We wanted to thank Myriad Cloud customers, who were affected by the issues with the platform on Saturday, for the understanding.
We want to be transparent about the cause of Saturday’s platform outage, and make clear the steps we have already undertaken, and will be undertaking, to ensure an incident does not repeat.
The original remote access issue was caused by a platform certificate being revoked. Our team quickly prepared a replacement certificate, and deployed it to the affected customers. This resolved the original issue. However, these customers were, by unfortunate coincidence, located on the same hardware node.
However, roughly an hour after this occurred, Microsoft Azure started to falsely detect that components of Myriad Cloud were non-functional and required automated intervention. We confirmed that the affected node was functioning correctly, but was being slow to start/stop/restart stations. We identified the root cause of this was as a bottleneck in the network management system, when too many management commands occur in parallel.

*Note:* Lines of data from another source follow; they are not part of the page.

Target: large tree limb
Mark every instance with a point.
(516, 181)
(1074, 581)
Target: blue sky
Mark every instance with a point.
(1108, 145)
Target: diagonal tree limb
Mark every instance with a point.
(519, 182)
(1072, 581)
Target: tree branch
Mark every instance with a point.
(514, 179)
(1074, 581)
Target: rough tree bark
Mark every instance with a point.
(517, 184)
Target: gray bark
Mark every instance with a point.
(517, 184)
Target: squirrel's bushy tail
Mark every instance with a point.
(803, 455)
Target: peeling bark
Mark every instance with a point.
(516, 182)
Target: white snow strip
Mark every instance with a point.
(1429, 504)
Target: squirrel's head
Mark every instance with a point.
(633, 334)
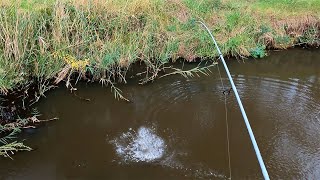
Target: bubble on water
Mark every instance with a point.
(141, 146)
(144, 145)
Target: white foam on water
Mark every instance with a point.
(146, 146)
(141, 146)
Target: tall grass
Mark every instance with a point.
(100, 39)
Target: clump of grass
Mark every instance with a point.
(101, 39)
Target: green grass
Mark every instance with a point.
(52, 39)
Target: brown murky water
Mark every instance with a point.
(175, 128)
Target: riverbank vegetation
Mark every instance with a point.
(43, 43)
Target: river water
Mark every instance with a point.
(175, 128)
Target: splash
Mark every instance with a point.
(144, 145)
(141, 146)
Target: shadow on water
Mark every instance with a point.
(175, 127)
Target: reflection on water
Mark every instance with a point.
(175, 128)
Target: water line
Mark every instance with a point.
(253, 140)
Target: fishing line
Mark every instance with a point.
(227, 124)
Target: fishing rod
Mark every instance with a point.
(243, 112)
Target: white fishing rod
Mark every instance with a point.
(253, 140)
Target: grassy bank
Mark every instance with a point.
(44, 43)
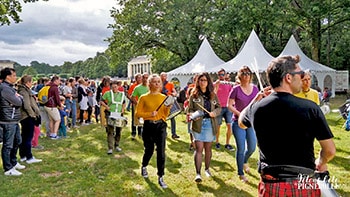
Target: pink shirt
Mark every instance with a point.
(223, 93)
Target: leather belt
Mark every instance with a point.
(154, 121)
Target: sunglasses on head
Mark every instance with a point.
(246, 73)
(301, 73)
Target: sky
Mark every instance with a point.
(56, 31)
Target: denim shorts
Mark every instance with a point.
(206, 134)
(226, 114)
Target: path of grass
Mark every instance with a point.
(79, 166)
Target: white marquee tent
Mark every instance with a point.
(324, 75)
(202, 61)
(253, 55)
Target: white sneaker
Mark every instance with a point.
(33, 160)
(13, 172)
(19, 166)
(207, 173)
(198, 178)
(118, 149)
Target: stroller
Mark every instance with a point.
(344, 110)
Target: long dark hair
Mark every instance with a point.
(210, 87)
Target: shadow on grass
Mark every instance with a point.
(157, 191)
(230, 190)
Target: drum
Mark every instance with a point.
(117, 121)
(141, 122)
(196, 114)
(174, 110)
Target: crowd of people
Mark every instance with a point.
(283, 119)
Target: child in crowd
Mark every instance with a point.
(62, 130)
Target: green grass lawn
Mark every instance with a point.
(79, 166)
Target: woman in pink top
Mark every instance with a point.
(240, 97)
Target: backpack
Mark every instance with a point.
(43, 95)
(182, 96)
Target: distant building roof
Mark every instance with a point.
(6, 61)
(140, 59)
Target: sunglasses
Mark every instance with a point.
(301, 73)
(246, 73)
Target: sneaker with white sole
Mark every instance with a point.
(13, 172)
(207, 173)
(19, 166)
(198, 178)
(33, 160)
(118, 149)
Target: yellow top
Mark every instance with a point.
(149, 103)
(311, 95)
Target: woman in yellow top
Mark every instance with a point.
(154, 128)
(306, 91)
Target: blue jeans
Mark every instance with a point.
(173, 126)
(72, 107)
(242, 136)
(11, 141)
(25, 148)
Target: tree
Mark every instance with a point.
(9, 9)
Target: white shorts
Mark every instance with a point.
(53, 113)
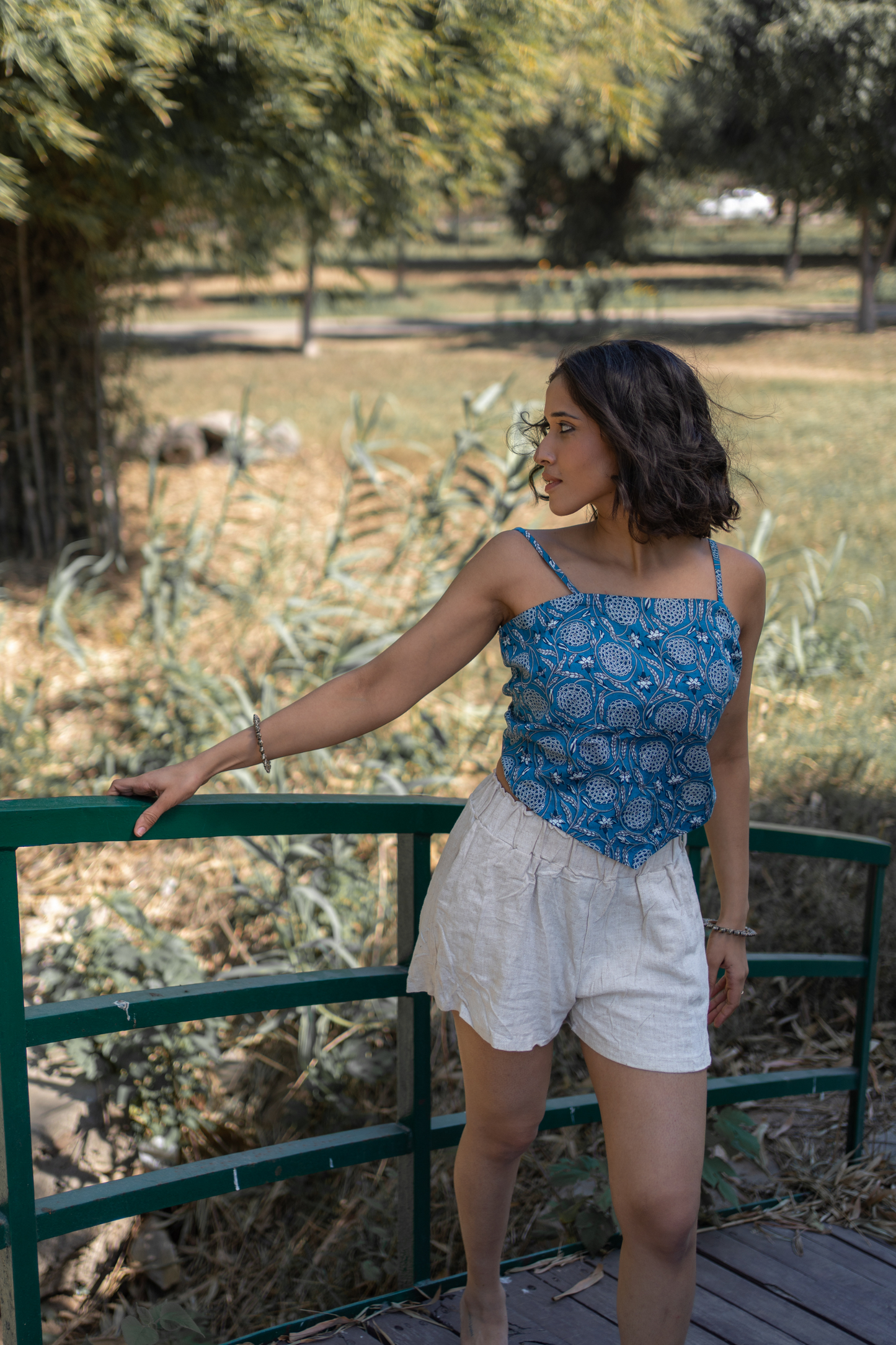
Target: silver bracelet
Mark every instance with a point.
(716, 929)
(257, 725)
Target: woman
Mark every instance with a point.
(564, 888)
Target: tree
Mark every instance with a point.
(579, 164)
(800, 96)
(120, 118)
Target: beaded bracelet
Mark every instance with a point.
(257, 725)
(716, 929)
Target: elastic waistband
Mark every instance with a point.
(510, 821)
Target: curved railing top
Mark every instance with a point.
(66, 820)
(63, 821)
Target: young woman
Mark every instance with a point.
(564, 890)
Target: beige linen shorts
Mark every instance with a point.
(523, 929)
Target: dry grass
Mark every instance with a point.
(825, 756)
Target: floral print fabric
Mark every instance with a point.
(613, 702)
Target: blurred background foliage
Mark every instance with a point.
(147, 143)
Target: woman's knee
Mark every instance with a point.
(499, 1137)
(665, 1222)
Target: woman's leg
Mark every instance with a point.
(655, 1126)
(505, 1093)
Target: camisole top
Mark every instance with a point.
(613, 702)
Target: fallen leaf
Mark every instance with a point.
(583, 1284)
(329, 1325)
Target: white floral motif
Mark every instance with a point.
(575, 731)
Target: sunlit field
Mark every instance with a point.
(244, 589)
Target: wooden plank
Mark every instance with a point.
(407, 1329)
(796, 1321)
(534, 1317)
(882, 1277)
(601, 1298)
(875, 1247)
(838, 1298)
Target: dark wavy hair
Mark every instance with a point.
(675, 473)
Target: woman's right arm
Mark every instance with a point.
(453, 633)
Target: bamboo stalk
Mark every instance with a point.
(110, 525)
(18, 421)
(31, 389)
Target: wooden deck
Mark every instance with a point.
(753, 1289)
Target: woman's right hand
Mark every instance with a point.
(168, 787)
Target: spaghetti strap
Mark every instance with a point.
(548, 561)
(717, 568)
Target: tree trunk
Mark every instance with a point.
(792, 266)
(31, 395)
(307, 345)
(867, 321)
(57, 449)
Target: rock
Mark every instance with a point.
(220, 427)
(183, 443)
(283, 437)
(154, 1253)
(159, 1151)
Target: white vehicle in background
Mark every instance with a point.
(740, 203)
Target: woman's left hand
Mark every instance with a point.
(725, 953)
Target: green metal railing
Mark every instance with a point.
(415, 1133)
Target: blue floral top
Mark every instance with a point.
(613, 702)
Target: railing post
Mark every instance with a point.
(866, 1011)
(414, 1103)
(19, 1282)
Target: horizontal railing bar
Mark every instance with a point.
(418, 1293)
(132, 1009)
(70, 1019)
(107, 1202)
(65, 821)
(583, 1110)
(806, 965)
(776, 838)
(782, 1083)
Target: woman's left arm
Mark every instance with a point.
(729, 829)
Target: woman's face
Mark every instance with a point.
(578, 463)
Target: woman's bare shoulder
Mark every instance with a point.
(743, 581)
(742, 566)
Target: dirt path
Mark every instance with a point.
(283, 331)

The Azure platform has a series of “health checks” which are designed to pre-empt and intervene in the case of hardware faults, and other issues within the Azure Cloud. Typically this involves relocating radio stations, without any on-air impact, in the case of failures, but the system did not work as it should on Saturday.
In the scenario we encountered, the auto-repair feature in Azure will, first, restart an affected system, if it appears unhealthy for 5 minutes. If it does not appear healthy, the second intervention is a re-deployment of that system (i.e. a re-install of the operating system). This re-deployment is what caused the primary issue - as it meant servers were deployed without Myriad Cloud’s software loaded onto them. As this software takes time to automatically download and install (more than 5 minutes) this caused the system to repeatedly terminate and re-install software on the affected hardware nodes.
To resolve the issue, we had to manually intervene and re-deploy the affected stations, in batches. We completed this work as quickly as possible - verifying that the batch had restored, before moving onto the next batch.
We have raised this issue with Microsoft, to ensure that their automated interventions do not trigger unnecessarily, as happened today, and are having discussions with their platform engineers.
Additionally, we have developed and are currently testing a custom software solution, that ensures such an incident cannot reoccur. It works by preventing all the stations on a server node from being restarted at the same time, using a queueing mechanism.